‘Turtles’ is anything but a slow read

by Delaney Stekr

TIMG_1314.JPGhe shape of the earth and its creation has always been a bit of a mystery to mankind. In “Turtles All the Way Down” by John Green, one particular myth about the shape of the earth is that the earth is flat and sitting on the back of a big turtle. And underneath that turtle is another turtle. And another turtle. Turtles all the way down. This story is used to emphasize the image of spiraling and repetition that is used throughout the book.

Anxiety can be a burden for anyone. Remembering an assignment you haven’t started the block before it is due, being late for an important meeting or hearing the garage door open and realizing that your mom asked you to clean the kitchen and you have done nothing of the sort; all instill a degree of anxiety. Panic sets in, but once you find the solution or face the consequences, the stress and anxiety fade. Imagine living with that panic and stress nonstop.
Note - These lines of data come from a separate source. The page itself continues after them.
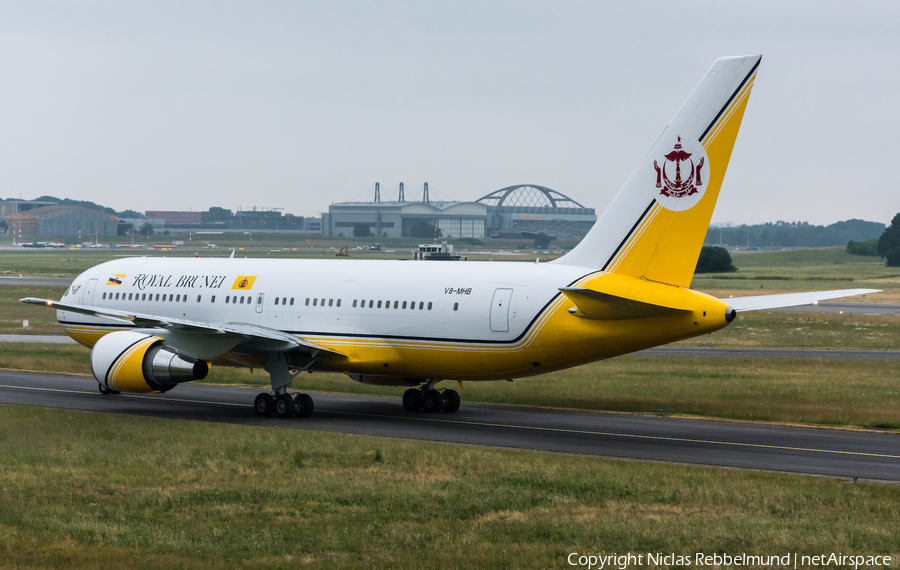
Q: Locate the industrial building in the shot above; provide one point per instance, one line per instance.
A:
(515, 211)
(62, 221)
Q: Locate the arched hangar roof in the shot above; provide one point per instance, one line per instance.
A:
(528, 195)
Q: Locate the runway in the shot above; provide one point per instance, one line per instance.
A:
(836, 453)
(842, 307)
(36, 281)
(797, 353)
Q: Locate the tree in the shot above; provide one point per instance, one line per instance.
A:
(715, 260)
(889, 243)
(423, 230)
(869, 247)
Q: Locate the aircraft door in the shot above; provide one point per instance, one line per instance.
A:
(500, 310)
(87, 297)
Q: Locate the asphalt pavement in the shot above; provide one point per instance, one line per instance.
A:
(827, 452)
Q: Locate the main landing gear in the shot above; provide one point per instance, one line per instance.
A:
(430, 400)
(283, 405)
(278, 401)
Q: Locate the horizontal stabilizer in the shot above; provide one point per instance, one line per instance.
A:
(762, 302)
(603, 306)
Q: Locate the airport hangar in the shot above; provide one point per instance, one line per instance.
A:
(523, 210)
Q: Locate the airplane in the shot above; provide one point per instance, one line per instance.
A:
(153, 323)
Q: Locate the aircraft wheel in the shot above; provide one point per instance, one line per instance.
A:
(284, 406)
(264, 404)
(433, 401)
(412, 400)
(304, 405)
(451, 401)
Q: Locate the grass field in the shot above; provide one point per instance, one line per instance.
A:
(770, 272)
(108, 491)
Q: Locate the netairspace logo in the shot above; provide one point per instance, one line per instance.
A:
(700, 559)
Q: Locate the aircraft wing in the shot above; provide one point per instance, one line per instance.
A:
(604, 306)
(790, 299)
(141, 320)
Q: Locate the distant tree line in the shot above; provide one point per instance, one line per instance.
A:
(889, 243)
(714, 259)
(794, 234)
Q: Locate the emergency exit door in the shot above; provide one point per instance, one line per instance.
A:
(500, 310)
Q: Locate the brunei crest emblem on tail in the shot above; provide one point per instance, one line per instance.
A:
(679, 187)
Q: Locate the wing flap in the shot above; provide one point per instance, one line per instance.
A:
(763, 302)
(604, 306)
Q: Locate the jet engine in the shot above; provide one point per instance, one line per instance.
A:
(128, 361)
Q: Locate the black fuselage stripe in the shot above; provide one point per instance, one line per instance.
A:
(628, 235)
(390, 337)
(730, 99)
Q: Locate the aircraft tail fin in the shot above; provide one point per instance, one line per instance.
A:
(655, 226)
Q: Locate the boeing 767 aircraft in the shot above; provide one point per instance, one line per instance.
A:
(152, 323)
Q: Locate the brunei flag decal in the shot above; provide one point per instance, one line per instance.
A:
(244, 282)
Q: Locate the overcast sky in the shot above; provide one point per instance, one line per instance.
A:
(178, 105)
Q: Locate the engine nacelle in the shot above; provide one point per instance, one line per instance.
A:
(134, 362)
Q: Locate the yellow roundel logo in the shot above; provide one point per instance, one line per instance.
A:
(244, 282)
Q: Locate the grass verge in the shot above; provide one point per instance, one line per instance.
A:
(104, 490)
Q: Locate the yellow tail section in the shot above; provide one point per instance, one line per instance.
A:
(665, 248)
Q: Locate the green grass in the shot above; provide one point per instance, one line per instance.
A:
(41, 320)
(109, 491)
(816, 392)
(770, 272)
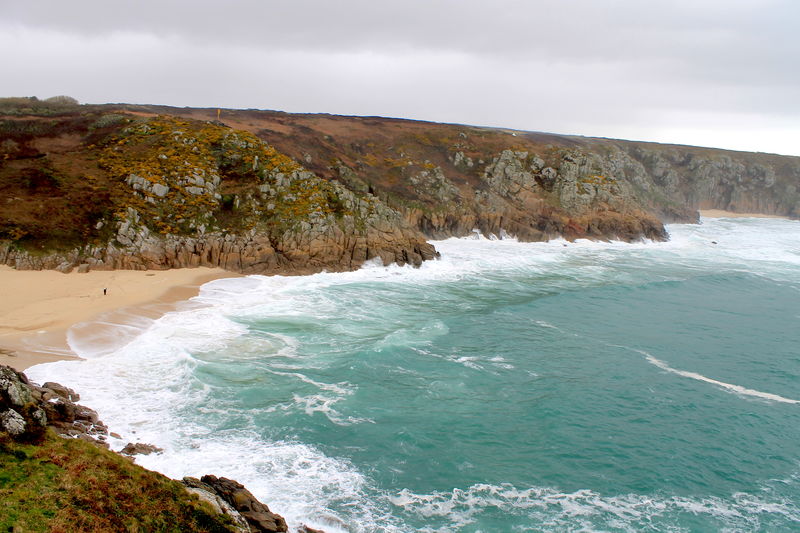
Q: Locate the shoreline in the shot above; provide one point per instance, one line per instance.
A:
(40, 307)
(721, 213)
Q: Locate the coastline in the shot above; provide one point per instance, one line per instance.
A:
(40, 306)
(721, 213)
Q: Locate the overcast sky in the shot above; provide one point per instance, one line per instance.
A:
(723, 73)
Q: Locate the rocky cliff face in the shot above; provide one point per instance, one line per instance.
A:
(32, 415)
(145, 187)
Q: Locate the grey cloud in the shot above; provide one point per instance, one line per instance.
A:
(570, 66)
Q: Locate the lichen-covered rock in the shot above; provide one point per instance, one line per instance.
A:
(139, 448)
(258, 516)
(12, 422)
(14, 389)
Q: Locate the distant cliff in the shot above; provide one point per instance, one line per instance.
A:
(122, 186)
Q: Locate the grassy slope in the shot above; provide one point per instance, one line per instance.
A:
(68, 485)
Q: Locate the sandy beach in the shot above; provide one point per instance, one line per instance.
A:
(39, 307)
(720, 213)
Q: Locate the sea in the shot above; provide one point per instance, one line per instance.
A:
(506, 387)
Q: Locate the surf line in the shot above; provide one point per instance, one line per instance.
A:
(738, 389)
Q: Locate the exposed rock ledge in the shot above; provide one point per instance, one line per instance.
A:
(27, 411)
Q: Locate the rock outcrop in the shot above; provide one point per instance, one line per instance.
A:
(233, 499)
(28, 410)
(295, 194)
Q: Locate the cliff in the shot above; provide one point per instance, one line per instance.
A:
(56, 474)
(122, 186)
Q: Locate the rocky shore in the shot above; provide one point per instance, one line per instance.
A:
(147, 187)
(31, 414)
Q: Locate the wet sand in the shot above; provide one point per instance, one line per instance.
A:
(37, 308)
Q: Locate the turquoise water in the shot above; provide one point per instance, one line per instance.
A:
(507, 387)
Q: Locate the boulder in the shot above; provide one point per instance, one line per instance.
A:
(258, 516)
(140, 448)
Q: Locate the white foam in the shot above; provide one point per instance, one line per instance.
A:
(737, 389)
(149, 390)
(549, 508)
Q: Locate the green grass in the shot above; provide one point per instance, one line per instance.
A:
(68, 485)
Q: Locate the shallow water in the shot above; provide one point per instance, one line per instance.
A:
(507, 387)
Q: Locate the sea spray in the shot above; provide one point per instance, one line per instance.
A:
(506, 386)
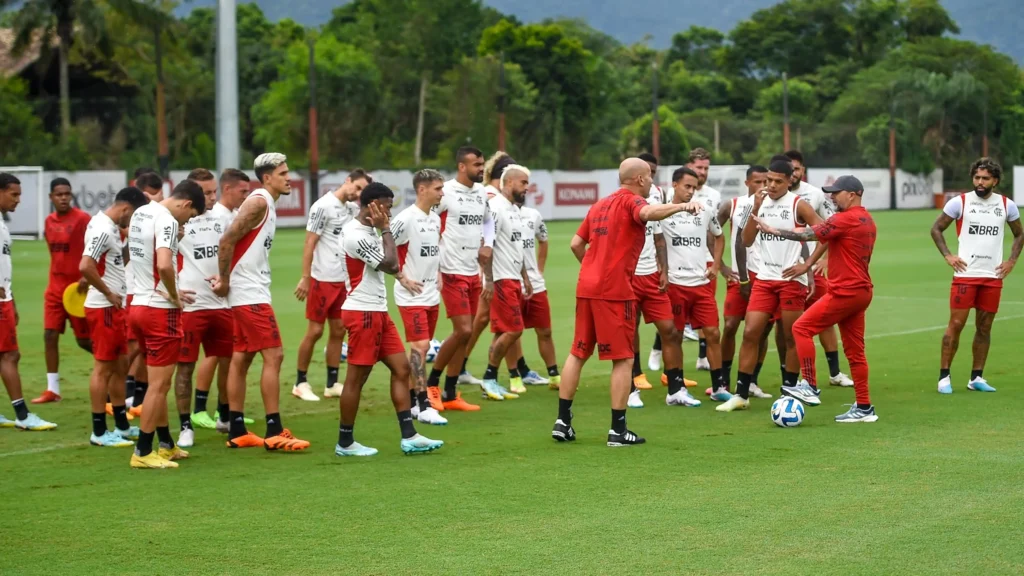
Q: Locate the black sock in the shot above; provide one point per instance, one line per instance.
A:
(144, 445)
(20, 410)
(833, 358)
(98, 423)
(345, 436)
(619, 421)
(273, 426)
(565, 410)
(406, 423)
(237, 427)
(201, 399)
(121, 417)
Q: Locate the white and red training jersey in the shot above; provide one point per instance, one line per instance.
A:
(364, 252)
(251, 262)
(463, 211)
(152, 229)
(777, 253)
(980, 230)
(102, 244)
(418, 235)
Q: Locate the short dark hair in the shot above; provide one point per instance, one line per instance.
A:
(133, 196)
(756, 169)
(374, 191)
(7, 179)
(201, 175)
(683, 171)
(58, 181)
(989, 165)
(189, 190)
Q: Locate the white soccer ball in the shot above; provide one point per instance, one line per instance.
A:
(432, 351)
(787, 412)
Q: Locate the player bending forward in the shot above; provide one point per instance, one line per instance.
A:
(981, 216)
(372, 335)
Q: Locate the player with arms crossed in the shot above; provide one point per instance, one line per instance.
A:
(372, 335)
(417, 233)
(102, 266)
(323, 283)
(607, 246)
(981, 216)
(65, 234)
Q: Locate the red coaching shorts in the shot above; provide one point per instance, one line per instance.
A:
(610, 325)
(324, 300)
(694, 305)
(978, 293)
(770, 296)
(506, 306)
(372, 336)
(420, 322)
(159, 332)
(8, 327)
(109, 331)
(653, 302)
(537, 312)
(212, 328)
(461, 294)
(255, 328)
(56, 318)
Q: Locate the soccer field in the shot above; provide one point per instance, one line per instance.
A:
(933, 488)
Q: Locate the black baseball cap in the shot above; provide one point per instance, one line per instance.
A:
(845, 183)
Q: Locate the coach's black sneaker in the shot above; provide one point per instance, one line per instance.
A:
(563, 432)
(626, 439)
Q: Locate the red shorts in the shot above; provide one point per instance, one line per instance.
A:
(56, 318)
(109, 330)
(8, 327)
(255, 328)
(978, 293)
(461, 294)
(324, 300)
(771, 296)
(537, 312)
(694, 305)
(610, 325)
(654, 303)
(372, 337)
(212, 328)
(159, 332)
(420, 322)
(506, 306)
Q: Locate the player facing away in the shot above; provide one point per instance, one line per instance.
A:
(244, 277)
(417, 233)
(463, 211)
(511, 282)
(65, 234)
(773, 293)
(607, 246)
(323, 285)
(10, 197)
(981, 217)
(372, 335)
(850, 236)
(102, 268)
(156, 313)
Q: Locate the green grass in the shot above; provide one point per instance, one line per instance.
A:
(933, 488)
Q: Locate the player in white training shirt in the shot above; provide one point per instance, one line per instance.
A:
(982, 216)
(323, 283)
(417, 233)
(244, 277)
(372, 335)
(102, 266)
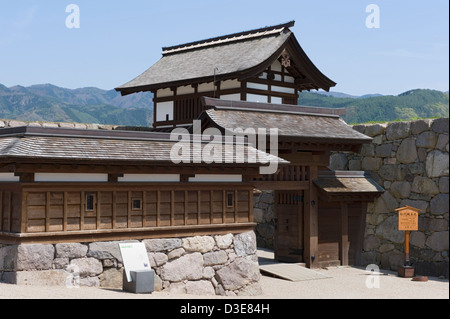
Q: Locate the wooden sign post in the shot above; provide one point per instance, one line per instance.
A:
(408, 220)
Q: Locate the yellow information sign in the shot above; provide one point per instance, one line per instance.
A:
(408, 218)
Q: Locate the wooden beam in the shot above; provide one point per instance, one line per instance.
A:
(125, 234)
(275, 185)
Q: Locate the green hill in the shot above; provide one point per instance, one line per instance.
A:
(47, 102)
(87, 105)
(406, 106)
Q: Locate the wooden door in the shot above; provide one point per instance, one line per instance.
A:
(288, 239)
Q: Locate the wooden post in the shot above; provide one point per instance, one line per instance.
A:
(408, 220)
(311, 221)
(407, 261)
(343, 239)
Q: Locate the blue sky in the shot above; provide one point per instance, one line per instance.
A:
(118, 40)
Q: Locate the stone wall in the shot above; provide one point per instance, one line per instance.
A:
(411, 161)
(202, 265)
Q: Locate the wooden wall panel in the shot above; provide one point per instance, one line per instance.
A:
(63, 208)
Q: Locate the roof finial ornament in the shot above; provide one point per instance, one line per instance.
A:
(216, 69)
(285, 59)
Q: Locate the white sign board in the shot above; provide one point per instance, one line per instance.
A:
(134, 257)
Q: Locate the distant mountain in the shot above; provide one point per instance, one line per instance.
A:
(51, 103)
(406, 106)
(345, 95)
(46, 102)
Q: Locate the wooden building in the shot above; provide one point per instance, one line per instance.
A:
(61, 185)
(251, 80)
(264, 65)
(65, 185)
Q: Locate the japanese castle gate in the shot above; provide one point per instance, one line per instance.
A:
(244, 80)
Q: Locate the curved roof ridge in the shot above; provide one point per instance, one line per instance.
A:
(228, 38)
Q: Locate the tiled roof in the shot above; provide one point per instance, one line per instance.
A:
(351, 183)
(237, 55)
(146, 148)
(302, 124)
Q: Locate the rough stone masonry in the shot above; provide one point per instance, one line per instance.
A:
(410, 160)
(201, 265)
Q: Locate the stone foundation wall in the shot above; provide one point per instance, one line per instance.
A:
(202, 265)
(411, 161)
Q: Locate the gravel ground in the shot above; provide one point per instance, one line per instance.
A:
(345, 283)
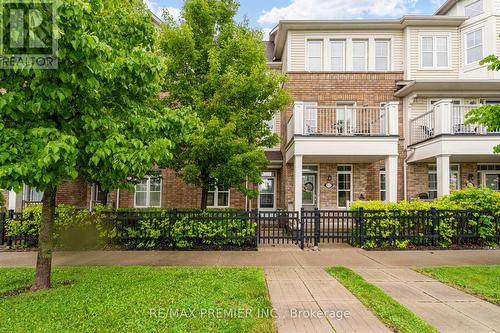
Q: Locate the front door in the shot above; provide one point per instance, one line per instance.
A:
(309, 191)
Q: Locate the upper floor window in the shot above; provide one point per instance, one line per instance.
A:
(338, 55)
(148, 192)
(432, 179)
(382, 55)
(434, 52)
(474, 9)
(218, 197)
(359, 55)
(474, 45)
(314, 55)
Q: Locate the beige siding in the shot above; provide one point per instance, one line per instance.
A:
(297, 49)
(413, 48)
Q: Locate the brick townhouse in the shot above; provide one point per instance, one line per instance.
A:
(378, 114)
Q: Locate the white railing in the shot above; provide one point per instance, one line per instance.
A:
(458, 121)
(445, 118)
(422, 127)
(345, 121)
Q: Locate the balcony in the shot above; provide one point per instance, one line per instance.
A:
(343, 132)
(443, 131)
(445, 118)
(344, 120)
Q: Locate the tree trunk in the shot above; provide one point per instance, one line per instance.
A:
(45, 241)
(204, 196)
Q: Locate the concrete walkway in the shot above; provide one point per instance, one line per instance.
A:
(310, 300)
(301, 291)
(265, 257)
(446, 308)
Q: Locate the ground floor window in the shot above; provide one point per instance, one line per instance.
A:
(267, 191)
(218, 196)
(382, 181)
(344, 185)
(489, 176)
(432, 179)
(32, 194)
(148, 192)
(99, 197)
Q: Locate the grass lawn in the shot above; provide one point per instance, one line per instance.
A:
(137, 299)
(483, 281)
(390, 312)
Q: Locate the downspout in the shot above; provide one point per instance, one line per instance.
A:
(405, 172)
(117, 198)
(246, 196)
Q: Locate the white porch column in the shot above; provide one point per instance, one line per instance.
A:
(298, 118)
(297, 165)
(442, 114)
(443, 174)
(392, 118)
(391, 178)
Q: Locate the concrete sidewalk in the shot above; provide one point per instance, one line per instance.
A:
(446, 308)
(310, 300)
(265, 257)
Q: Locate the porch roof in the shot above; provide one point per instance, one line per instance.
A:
(480, 88)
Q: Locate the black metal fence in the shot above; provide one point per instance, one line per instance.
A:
(161, 229)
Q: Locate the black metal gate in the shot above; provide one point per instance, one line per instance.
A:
(307, 227)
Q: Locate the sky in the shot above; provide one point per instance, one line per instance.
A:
(265, 14)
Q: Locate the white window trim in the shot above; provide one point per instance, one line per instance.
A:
(459, 184)
(466, 47)
(389, 54)
(274, 193)
(272, 124)
(344, 54)
(322, 56)
(351, 182)
(367, 62)
(216, 198)
(434, 51)
(318, 173)
(148, 193)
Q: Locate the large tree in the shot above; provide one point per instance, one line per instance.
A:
(218, 68)
(96, 117)
(488, 115)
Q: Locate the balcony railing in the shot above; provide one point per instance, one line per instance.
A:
(423, 127)
(342, 120)
(446, 118)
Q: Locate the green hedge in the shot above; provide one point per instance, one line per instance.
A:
(383, 220)
(154, 229)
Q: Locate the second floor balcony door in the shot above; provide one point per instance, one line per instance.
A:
(345, 119)
(309, 191)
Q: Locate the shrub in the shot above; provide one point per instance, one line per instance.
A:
(471, 211)
(153, 229)
(73, 228)
(2, 201)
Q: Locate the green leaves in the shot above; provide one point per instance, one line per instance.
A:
(98, 116)
(219, 69)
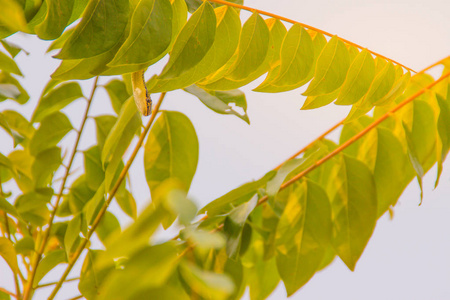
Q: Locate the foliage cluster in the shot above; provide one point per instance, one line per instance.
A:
(286, 226)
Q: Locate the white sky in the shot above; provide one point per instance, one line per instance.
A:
(408, 257)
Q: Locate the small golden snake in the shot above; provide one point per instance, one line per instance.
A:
(141, 96)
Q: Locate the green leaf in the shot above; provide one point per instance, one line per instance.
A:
(51, 260)
(443, 127)
(53, 128)
(153, 265)
(8, 64)
(119, 139)
(44, 166)
(56, 20)
(103, 125)
(118, 93)
(235, 197)
(331, 69)
(25, 246)
(193, 42)
(219, 101)
(6, 78)
(222, 49)
(385, 156)
(381, 85)
(303, 234)
(56, 99)
(171, 151)
(297, 59)
(359, 78)
(93, 168)
(354, 209)
(7, 207)
(12, 18)
(101, 27)
(32, 207)
(109, 227)
(234, 225)
(91, 276)
(251, 60)
(8, 253)
(207, 284)
(72, 233)
(126, 201)
(151, 24)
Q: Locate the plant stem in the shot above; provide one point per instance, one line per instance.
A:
(38, 254)
(262, 12)
(102, 211)
(356, 137)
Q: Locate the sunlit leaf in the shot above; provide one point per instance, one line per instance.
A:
(56, 20)
(331, 69)
(219, 101)
(359, 77)
(150, 34)
(53, 128)
(8, 253)
(193, 42)
(171, 150)
(51, 260)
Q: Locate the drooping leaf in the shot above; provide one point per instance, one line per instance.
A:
(219, 101)
(171, 151)
(117, 93)
(56, 99)
(297, 58)
(223, 47)
(235, 197)
(8, 253)
(303, 234)
(354, 209)
(118, 140)
(94, 35)
(6, 78)
(51, 260)
(207, 284)
(153, 264)
(91, 276)
(193, 42)
(56, 20)
(150, 34)
(358, 80)
(331, 69)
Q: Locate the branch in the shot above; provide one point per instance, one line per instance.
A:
(262, 12)
(40, 251)
(357, 136)
(97, 220)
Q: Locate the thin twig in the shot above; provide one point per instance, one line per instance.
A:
(262, 12)
(8, 233)
(113, 191)
(40, 251)
(356, 137)
(56, 282)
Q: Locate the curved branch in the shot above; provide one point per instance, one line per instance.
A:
(357, 136)
(262, 12)
(119, 181)
(38, 254)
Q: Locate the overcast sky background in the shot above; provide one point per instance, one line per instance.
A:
(407, 257)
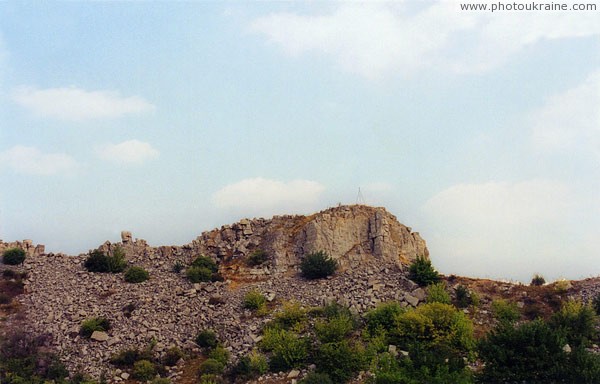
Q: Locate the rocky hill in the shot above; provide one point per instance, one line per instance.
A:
(370, 245)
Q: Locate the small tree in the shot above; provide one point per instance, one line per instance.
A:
(318, 265)
(13, 256)
(422, 272)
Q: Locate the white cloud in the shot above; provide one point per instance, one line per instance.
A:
(381, 38)
(507, 229)
(29, 160)
(76, 104)
(128, 152)
(265, 197)
(570, 120)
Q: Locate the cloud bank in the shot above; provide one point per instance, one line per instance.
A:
(74, 104)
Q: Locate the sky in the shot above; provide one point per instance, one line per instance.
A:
(480, 130)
In “Turtles All the Way Down” Aza Holmes lives with this terminal stress. She refers to it as a “never-ending spiral” that is constantly tightening, and inhibits her from being herself. “The thing about a spiral is, if you follow it inward, it never actually ends. It just keeps tightening, indefinitely” (7).

She cannot be herself because her mind is overtaken by irrational thoughts that rare diseases are going to kill her. This book touches the importance of loving yourself for who you are, even if you aren’t exactly who you want to be yet. Aza experiences all of the turmoils any 16-year-old would, but experiences them with voices in the back of her head telling her about the dangers of everything she is doing.

This book not only addresses the anxieties of Aza, but those of Green himself. In an interview with Megan McCluskey from Time, he spoke about how his own mental illnesses served as a parallel for this book. He said it was extremely difficult for him to write the book, but he felt it was necessary to address mental illnesses and the effect they can have on daily life.

This book is a great story about accepting yourself regardless of flaws, and the difficulty of dealing with mental illnesses.